Developing Grid enabled spatial regression models
Richard Harris, Min hua Jen, David Kilham, Edward Thomas, Chris Brunsdon, Claire Jarvis
Richard Harris, Min hua Jen, David Kilham, Edward Thomas
School of Geographical Sciences, University of Bristol, UK
Chris Brunsdon, Claire Jarvis
Department of Geography, University of Leicester, UK
Email address of corresponding author: M.Jen@bristol.ac.uk
Various methods of spatial analysis have been developed to detect and to explain geographical `hot spots' and clustering (in data), undertaking localized and non-parametric statistical testing to assess the significance of a spatial pattern. They do so by sequential repeat testing, creating computational demands as the algorithm cycles through spatial subsets of the data and then again, repeatedly, as the data randomly are redistributed across geographical locations within the study region.
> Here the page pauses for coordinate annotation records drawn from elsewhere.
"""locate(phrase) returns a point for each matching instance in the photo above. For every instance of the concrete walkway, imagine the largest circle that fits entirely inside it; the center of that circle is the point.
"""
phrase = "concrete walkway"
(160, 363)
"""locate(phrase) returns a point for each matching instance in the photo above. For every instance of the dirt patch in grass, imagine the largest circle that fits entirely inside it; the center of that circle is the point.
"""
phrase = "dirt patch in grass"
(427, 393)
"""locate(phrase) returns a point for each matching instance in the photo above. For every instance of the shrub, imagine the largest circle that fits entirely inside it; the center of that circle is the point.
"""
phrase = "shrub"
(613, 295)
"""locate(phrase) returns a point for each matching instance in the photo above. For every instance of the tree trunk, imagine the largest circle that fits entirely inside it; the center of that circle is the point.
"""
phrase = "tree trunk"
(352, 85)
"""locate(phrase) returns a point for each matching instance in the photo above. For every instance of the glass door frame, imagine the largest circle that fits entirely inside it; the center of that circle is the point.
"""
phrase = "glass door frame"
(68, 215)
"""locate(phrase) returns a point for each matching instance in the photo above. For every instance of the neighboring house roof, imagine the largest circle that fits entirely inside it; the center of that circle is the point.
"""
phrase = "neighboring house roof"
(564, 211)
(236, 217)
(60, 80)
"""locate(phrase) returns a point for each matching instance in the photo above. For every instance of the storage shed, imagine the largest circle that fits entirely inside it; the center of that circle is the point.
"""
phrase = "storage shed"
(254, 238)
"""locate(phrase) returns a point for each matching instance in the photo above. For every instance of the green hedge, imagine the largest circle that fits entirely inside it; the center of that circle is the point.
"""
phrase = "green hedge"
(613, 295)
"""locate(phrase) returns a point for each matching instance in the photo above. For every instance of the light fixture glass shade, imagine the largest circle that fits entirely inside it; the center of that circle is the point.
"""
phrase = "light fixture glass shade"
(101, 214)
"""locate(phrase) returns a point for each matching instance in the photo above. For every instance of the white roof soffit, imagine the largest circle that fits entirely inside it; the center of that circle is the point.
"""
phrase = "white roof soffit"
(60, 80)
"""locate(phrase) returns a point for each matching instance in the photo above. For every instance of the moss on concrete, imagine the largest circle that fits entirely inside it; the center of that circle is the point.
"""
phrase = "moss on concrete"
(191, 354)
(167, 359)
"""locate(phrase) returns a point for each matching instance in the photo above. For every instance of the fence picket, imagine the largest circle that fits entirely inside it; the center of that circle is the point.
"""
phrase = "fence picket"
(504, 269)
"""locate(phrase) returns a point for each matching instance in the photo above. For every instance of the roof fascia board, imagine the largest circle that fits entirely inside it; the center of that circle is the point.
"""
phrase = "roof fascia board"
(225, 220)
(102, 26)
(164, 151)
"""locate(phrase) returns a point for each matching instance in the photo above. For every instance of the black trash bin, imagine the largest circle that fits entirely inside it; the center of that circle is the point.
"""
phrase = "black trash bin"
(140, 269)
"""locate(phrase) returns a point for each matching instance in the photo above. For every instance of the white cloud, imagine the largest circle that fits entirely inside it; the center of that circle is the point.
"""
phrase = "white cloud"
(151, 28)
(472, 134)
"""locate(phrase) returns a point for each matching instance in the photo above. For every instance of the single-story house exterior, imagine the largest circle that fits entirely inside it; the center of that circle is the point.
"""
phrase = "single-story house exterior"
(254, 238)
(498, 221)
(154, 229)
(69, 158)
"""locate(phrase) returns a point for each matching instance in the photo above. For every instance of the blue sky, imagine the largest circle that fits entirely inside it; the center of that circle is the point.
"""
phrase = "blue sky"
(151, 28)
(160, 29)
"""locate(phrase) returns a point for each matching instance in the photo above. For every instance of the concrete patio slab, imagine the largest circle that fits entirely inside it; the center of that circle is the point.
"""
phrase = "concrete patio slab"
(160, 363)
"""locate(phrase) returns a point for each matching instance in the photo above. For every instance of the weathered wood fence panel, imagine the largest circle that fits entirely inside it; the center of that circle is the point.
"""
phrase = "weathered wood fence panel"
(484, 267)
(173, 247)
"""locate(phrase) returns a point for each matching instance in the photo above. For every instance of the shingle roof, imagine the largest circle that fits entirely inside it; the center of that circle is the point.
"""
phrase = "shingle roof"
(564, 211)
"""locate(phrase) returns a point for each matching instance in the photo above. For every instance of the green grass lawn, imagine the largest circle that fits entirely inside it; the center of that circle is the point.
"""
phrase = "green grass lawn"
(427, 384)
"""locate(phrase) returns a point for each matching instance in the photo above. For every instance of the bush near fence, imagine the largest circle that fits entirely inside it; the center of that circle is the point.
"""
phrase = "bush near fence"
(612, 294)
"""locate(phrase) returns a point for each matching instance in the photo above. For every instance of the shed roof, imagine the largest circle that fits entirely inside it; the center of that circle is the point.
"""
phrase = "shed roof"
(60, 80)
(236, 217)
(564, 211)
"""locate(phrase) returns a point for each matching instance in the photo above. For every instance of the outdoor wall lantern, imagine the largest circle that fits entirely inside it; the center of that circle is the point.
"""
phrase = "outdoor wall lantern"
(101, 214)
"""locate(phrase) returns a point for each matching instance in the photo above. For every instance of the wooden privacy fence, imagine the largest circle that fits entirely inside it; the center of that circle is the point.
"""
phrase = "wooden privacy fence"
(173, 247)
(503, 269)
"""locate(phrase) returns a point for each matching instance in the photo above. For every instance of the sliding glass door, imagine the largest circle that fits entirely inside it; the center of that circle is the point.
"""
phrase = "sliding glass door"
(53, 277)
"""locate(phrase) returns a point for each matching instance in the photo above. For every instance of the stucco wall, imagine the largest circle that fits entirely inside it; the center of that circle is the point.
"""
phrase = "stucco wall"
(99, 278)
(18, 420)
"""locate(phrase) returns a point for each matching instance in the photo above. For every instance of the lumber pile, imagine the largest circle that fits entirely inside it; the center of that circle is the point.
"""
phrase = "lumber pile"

In this paper we introduce one such method known as Geographically Weighted Regression (GWR) and give the rationale for adapting it to the computational `grid' infrastructure of e-social science. The aim of the project is to run GWR's sequences of calibration, analysis and significance testing in parallel, applying the processes to 2001 Census data to produce a geographically calibrated index of deprivation. The research is funded by the ESRC's small grant scheme for e-social science.